Fruny: Ftagn! Ia! Ia! std::time_put_byname! Mglui naflftagn std::codecvt eY'ha-nthlei!,char,mbstate_t>

Considering I am winging it completely, I'd say that is wery likely.

I do save the original pen and select it back in at the end. Anything else I should be looking for?
Difficult to say, but that's a good start.

Restore the old GDI objects in a HDC (sounds like you did that)
Delete any GDI resources you allocate with their proper cleanup functions (there are different)

It's probably easier if you show your code. Some of these leaks are subtle.

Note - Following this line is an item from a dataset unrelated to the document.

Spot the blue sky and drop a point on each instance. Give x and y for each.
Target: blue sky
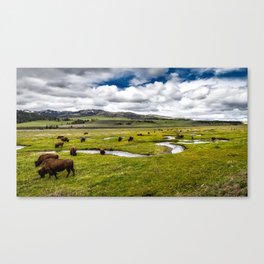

Fruny: Ftagn! Ia! Ia! std::time_put_byname! Mglui naflftagn std::codecvt eY'ha-nthlei!,char,mbstate_t>

I used GDIView in the past to see and detect any GDI leaks i've could have made in my engine, it's a great tool for that purpose. And it's free.
@Endurion
I am relatively new to this MCF and GDI stuff (And C++ in general)
apparantly the problem was that I was allocating "new" pens and brushes in a loop without deleting them. now that I think about it, it makes total sense.
Before this I was under the impression that everything you allocate is automatically cleaned up when it goes out of scope.
So this has been a good learning process for making all my other code cleaner and more memory efficient.
Guess this goes to show that I fit into that category of C++ developers who can do some pretty cool stuff with it but don't even understand the fundamentals hehe.
Thanks for your help.

@Vortez
GDIView sounds good, I'll have a look at it.
Thanks.

This topic is closed to new replies.